Теперь Войник встревожился не на шутку, хоть и оставалась последняя надежда – гостиная люкса, где они ужинали вчера. Нельзя было поддаваться панике, хотя звонок Тронтона заставил его здорово переволноваться. Но даже сильнее острой тревоги было тяжёлое чувство вины, охватившее Якоба, почти стёршее даже радость минувшей ночи. Таа-Нефертари спасла его уже дважды, доверилась ему. Он обещал помочь ей… и что в итоге? Умудрился потерять кольцо, единственную связь с ней! А ведь за этим кольцом охотились.
«Хоть бы и правда просто под ковёр закатилось, чтоб меня…» – мрачно подумал Войник, заходя в люкс.
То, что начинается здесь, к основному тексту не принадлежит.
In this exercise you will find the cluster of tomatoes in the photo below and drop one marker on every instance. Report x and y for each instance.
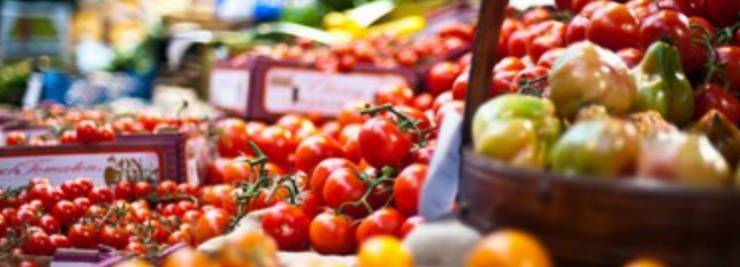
(382, 51)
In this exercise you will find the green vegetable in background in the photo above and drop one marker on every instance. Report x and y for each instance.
(518, 129)
(662, 85)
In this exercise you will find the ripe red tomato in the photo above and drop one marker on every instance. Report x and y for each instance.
(15, 138)
(38, 243)
(233, 138)
(324, 169)
(383, 144)
(614, 26)
(441, 76)
(713, 96)
(385, 221)
(332, 234)
(213, 222)
(101, 194)
(288, 225)
(83, 235)
(114, 236)
(342, 186)
(410, 224)
(407, 188)
(315, 149)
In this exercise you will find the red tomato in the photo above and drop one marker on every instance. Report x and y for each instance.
(729, 56)
(441, 76)
(288, 225)
(100, 194)
(614, 26)
(15, 138)
(332, 234)
(277, 142)
(383, 144)
(630, 56)
(213, 222)
(83, 235)
(394, 95)
(38, 243)
(712, 96)
(233, 138)
(343, 186)
(386, 221)
(114, 236)
(410, 224)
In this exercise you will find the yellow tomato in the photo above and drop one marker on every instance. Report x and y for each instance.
(645, 262)
(188, 257)
(384, 251)
(509, 248)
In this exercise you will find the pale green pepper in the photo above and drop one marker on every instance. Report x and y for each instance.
(662, 85)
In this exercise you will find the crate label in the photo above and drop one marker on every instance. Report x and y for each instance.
(229, 89)
(314, 91)
(101, 168)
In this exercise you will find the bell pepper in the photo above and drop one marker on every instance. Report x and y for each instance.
(600, 147)
(517, 129)
(586, 74)
(683, 158)
(662, 85)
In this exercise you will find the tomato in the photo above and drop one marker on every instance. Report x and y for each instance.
(407, 188)
(713, 96)
(114, 236)
(441, 76)
(60, 241)
(15, 138)
(49, 224)
(38, 243)
(213, 222)
(349, 138)
(394, 95)
(332, 234)
(141, 189)
(277, 142)
(614, 26)
(410, 224)
(87, 132)
(385, 221)
(288, 225)
(729, 56)
(343, 186)
(101, 194)
(383, 144)
(723, 12)
(233, 138)
(509, 248)
(315, 149)
(83, 235)
(631, 56)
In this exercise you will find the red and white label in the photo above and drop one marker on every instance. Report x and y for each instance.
(229, 89)
(314, 91)
(101, 168)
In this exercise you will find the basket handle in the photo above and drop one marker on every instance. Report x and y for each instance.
(490, 19)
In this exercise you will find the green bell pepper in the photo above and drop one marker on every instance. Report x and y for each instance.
(662, 85)
(518, 129)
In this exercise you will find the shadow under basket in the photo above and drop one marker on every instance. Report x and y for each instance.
(588, 222)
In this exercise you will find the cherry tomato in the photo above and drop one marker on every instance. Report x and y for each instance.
(386, 221)
(614, 26)
(332, 234)
(315, 149)
(288, 225)
(233, 138)
(383, 144)
(407, 188)
(713, 96)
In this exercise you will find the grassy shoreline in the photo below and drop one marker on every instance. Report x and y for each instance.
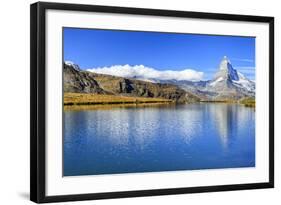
(104, 99)
(82, 101)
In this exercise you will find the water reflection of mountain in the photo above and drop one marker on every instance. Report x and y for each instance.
(230, 120)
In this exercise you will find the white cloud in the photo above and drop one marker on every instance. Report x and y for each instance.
(143, 72)
(243, 60)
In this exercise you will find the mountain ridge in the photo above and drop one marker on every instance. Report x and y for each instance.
(227, 84)
(79, 81)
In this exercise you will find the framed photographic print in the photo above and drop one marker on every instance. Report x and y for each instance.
(129, 102)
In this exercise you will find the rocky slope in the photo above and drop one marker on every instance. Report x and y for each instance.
(79, 81)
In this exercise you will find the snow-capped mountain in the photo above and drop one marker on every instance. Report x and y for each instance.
(227, 83)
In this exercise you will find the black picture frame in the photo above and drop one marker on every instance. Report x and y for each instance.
(38, 101)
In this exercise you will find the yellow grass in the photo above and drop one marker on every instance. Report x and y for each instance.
(71, 99)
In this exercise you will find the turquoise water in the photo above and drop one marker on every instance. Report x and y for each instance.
(164, 138)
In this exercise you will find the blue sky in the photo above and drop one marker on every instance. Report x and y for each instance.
(91, 48)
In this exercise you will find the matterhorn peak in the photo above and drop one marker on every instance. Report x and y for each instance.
(226, 71)
(225, 64)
Борька самозабвенно храпел на диване, хотя было уже далеко за полдень, – даже ботинки не снял. На тщательно прибранном столе дожидался завтрак – какие-то закуски, два чайника чая, две тарелки, накрытые серебристыми крышками. Завтрак для него и для Борьки – Ясмина слишком торопилась, чтобы к ним присоединиться, и пока даже не успела прочитать сообщения.
Костеря себя за глупость и беспечность на чём свет стоит, Якоб заглянул в каждый уголок, но пропажа не обнаружилась. Он даже проверил сумку, с которой приехал из больницы, надеясь на чудо, – тщетно. И Лидка не появлялась, а ведь могла бы указать направление. Одним словом – кошка, что с неё возьмёшь.
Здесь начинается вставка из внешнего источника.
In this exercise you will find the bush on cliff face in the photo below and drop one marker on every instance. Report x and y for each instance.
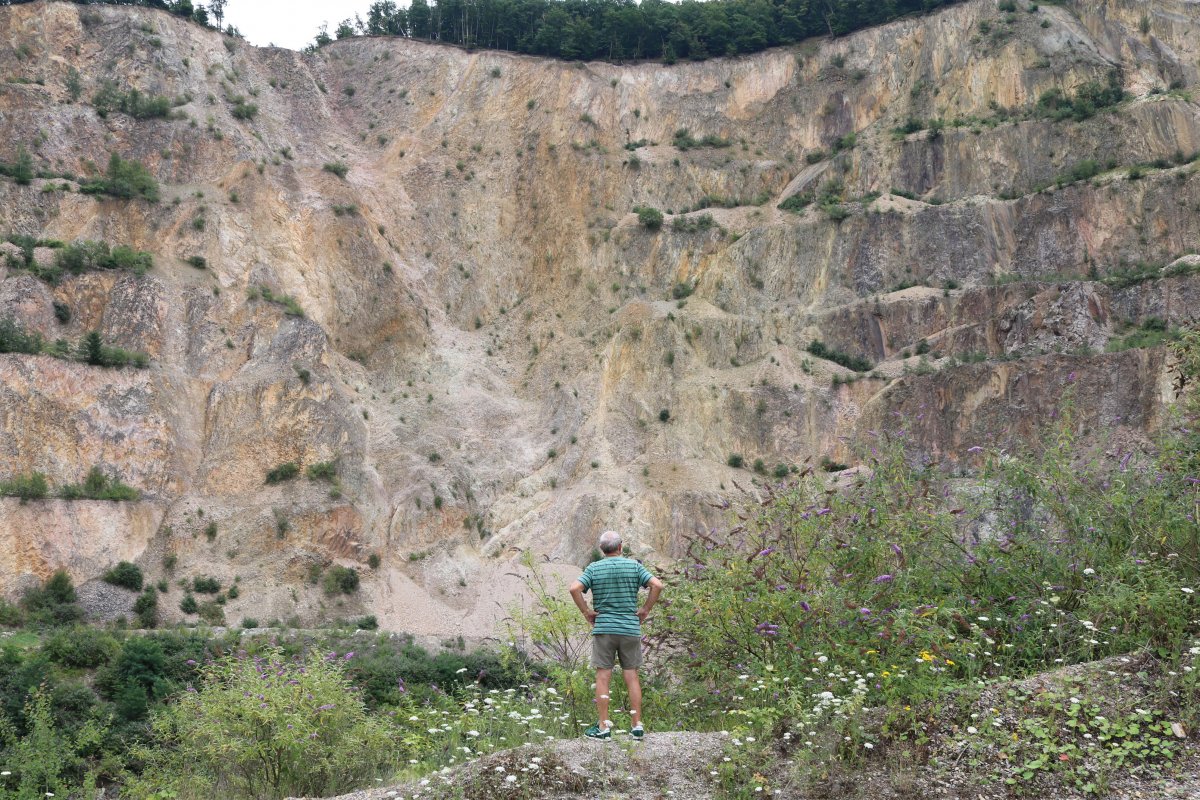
(125, 575)
(27, 487)
(124, 179)
(99, 486)
(84, 256)
(54, 602)
(649, 218)
(13, 338)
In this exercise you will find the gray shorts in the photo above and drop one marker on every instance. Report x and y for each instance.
(606, 647)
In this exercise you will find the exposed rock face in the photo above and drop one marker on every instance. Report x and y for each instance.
(490, 338)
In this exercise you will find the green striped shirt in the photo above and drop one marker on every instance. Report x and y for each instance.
(613, 583)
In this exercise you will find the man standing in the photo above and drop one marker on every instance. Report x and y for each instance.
(616, 626)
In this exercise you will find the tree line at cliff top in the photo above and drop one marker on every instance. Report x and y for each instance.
(594, 29)
(622, 29)
(210, 16)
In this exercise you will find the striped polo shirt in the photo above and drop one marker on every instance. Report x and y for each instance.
(613, 583)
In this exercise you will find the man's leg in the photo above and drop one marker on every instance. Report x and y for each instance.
(634, 686)
(604, 678)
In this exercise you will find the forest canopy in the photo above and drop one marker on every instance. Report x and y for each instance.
(612, 30)
(617, 30)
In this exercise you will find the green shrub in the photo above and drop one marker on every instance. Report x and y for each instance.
(649, 218)
(125, 575)
(27, 487)
(189, 605)
(124, 179)
(205, 585)
(846, 142)
(684, 140)
(1089, 98)
(282, 473)
(323, 470)
(1068, 581)
(340, 581)
(244, 110)
(291, 306)
(99, 486)
(21, 170)
(81, 647)
(270, 728)
(796, 203)
(13, 338)
(94, 350)
(53, 603)
(856, 362)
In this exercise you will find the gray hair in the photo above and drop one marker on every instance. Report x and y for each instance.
(610, 542)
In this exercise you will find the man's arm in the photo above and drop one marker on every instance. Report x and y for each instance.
(582, 605)
(655, 590)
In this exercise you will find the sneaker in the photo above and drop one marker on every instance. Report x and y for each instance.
(597, 732)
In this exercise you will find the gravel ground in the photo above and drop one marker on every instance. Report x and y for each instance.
(103, 602)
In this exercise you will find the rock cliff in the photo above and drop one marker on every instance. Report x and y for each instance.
(493, 349)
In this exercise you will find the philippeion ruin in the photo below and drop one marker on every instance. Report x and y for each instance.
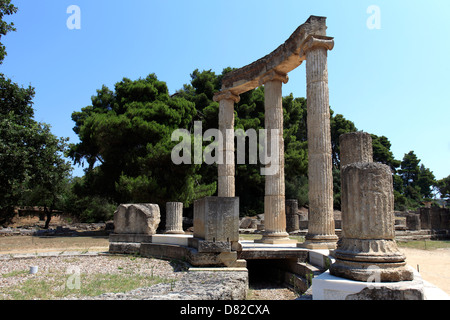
(361, 262)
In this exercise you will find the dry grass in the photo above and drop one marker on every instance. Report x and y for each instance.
(27, 244)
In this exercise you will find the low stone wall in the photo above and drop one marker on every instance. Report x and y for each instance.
(195, 285)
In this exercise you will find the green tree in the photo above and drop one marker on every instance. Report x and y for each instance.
(417, 182)
(6, 8)
(31, 158)
(125, 137)
(49, 178)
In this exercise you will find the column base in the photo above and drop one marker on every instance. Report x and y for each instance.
(320, 242)
(279, 238)
(174, 232)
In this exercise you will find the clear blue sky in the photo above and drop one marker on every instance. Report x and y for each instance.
(393, 81)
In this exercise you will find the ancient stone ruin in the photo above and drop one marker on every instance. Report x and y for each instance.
(308, 43)
(367, 245)
(367, 198)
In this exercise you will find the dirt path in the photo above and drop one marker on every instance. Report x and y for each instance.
(433, 265)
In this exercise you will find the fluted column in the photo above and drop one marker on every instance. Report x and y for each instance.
(174, 218)
(274, 199)
(321, 234)
(226, 176)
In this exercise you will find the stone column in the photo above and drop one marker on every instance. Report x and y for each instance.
(274, 199)
(367, 250)
(226, 177)
(321, 233)
(174, 218)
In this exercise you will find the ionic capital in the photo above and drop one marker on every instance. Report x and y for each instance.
(228, 95)
(273, 75)
(315, 42)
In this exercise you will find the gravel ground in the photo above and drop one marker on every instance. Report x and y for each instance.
(15, 271)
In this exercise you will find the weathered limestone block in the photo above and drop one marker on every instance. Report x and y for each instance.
(216, 219)
(321, 228)
(292, 220)
(141, 218)
(355, 147)
(368, 235)
(174, 218)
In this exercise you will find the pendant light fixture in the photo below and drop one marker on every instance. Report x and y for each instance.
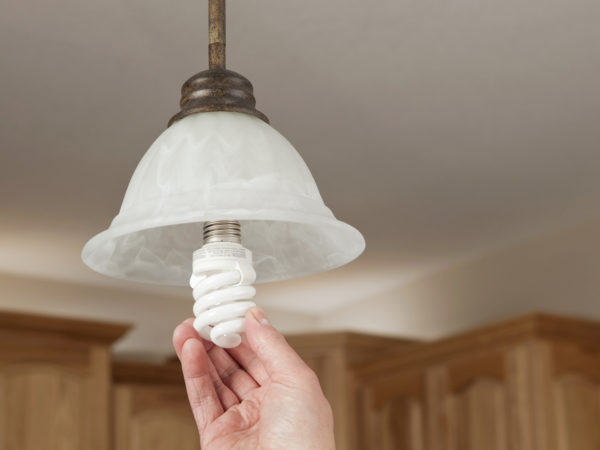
(217, 177)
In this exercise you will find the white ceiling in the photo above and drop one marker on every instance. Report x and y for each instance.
(439, 129)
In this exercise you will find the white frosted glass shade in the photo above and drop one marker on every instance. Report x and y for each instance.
(217, 166)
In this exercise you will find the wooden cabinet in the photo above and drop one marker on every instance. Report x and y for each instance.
(54, 383)
(151, 410)
(532, 383)
(333, 357)
(527, 384)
Устало опустившись на стул, Войник посмотрел на безмятежно сопящего друга. Надо бы разбудить его, а то хоть и выходной – пёс-то не выгулян. С другой стороны, тогда придётся объяснять, почему его, Борькино, начальство настаивало на личной встрече с Якобом, подчеркнув, что увидеться они должны одни, без Николая.
Да, пожалуй, записка и правда была отличным компромиссным вариантом. Ссориться с другом он не хотел, но и рассказывать пока не был готов. Он ведь ещё объяснение своего нежелания возвращать артефакт задолжал, а теперь так и вовсе всё псу под хвост покатилось.
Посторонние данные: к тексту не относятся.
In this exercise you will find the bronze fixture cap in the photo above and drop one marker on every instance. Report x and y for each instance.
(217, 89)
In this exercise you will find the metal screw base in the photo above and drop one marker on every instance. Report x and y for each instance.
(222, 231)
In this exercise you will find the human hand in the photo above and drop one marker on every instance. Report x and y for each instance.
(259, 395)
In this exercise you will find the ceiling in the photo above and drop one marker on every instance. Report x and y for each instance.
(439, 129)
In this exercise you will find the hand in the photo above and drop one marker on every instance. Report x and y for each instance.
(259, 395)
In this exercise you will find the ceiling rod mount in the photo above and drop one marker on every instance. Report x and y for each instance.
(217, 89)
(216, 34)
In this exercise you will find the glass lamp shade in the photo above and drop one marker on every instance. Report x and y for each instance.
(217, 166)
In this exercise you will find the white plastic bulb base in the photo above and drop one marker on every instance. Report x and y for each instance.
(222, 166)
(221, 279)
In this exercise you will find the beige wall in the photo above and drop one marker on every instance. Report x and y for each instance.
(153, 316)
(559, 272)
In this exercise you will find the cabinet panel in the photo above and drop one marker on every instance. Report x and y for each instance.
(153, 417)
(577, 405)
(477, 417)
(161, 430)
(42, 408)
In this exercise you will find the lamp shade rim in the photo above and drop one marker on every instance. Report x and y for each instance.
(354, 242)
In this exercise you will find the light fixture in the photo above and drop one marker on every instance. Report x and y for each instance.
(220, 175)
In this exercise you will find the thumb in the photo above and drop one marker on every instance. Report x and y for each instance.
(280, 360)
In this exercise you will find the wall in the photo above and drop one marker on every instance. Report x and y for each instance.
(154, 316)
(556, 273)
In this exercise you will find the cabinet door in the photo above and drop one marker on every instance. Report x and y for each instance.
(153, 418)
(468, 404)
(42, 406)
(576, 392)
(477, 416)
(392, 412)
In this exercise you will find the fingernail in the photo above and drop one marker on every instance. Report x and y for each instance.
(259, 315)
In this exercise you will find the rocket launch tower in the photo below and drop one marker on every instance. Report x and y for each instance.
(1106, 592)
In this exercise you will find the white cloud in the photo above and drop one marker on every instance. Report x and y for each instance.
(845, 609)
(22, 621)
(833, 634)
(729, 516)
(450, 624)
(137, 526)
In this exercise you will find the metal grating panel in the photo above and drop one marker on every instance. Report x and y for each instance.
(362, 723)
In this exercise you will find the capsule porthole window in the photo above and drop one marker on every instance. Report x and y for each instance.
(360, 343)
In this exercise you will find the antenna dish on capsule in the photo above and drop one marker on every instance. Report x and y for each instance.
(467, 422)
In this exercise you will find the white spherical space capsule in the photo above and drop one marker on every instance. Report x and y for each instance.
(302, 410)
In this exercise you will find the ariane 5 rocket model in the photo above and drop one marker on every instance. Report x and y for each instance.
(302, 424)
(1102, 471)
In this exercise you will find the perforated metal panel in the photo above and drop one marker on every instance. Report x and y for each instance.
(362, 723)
Войник накарябал записку, обещав приехать домой к Борьке вечером, быстро принял душ и вызвал такси.
Историческое кафе «Эль-Фишави», которое, по слухам, не закрывалось ни днём ни ночью и пережило не только революции, но даже оккупацию Наполеона, расположилось в сердце старого Каира, в паутине уютных переулков. Нашёл его Якоб не сразу, а перед этим ещё пришлось отваживать излишне назойливых торговцев, которые обрадовались туристу как родному и норовили что-нибудь втюхать, причём традиционно – втридорога. Рядом расположился «Хан эль-Халили». Якоб обещал себе, что непременно зайдёт туда сразу после встречи с Тронтоном. Чем джинны ни шутили – вдруг кольцо снова вернётся к нему именно там, на подступах к лавке Фарука? Да и навестить странноватого торговца диковинками Якоб хотел, ещё будучи в больнице. Может, повезёт и тот даже ответит на пару вопросов… Хотя поди ещё найди одну конкретную лавку в этом лабиринте.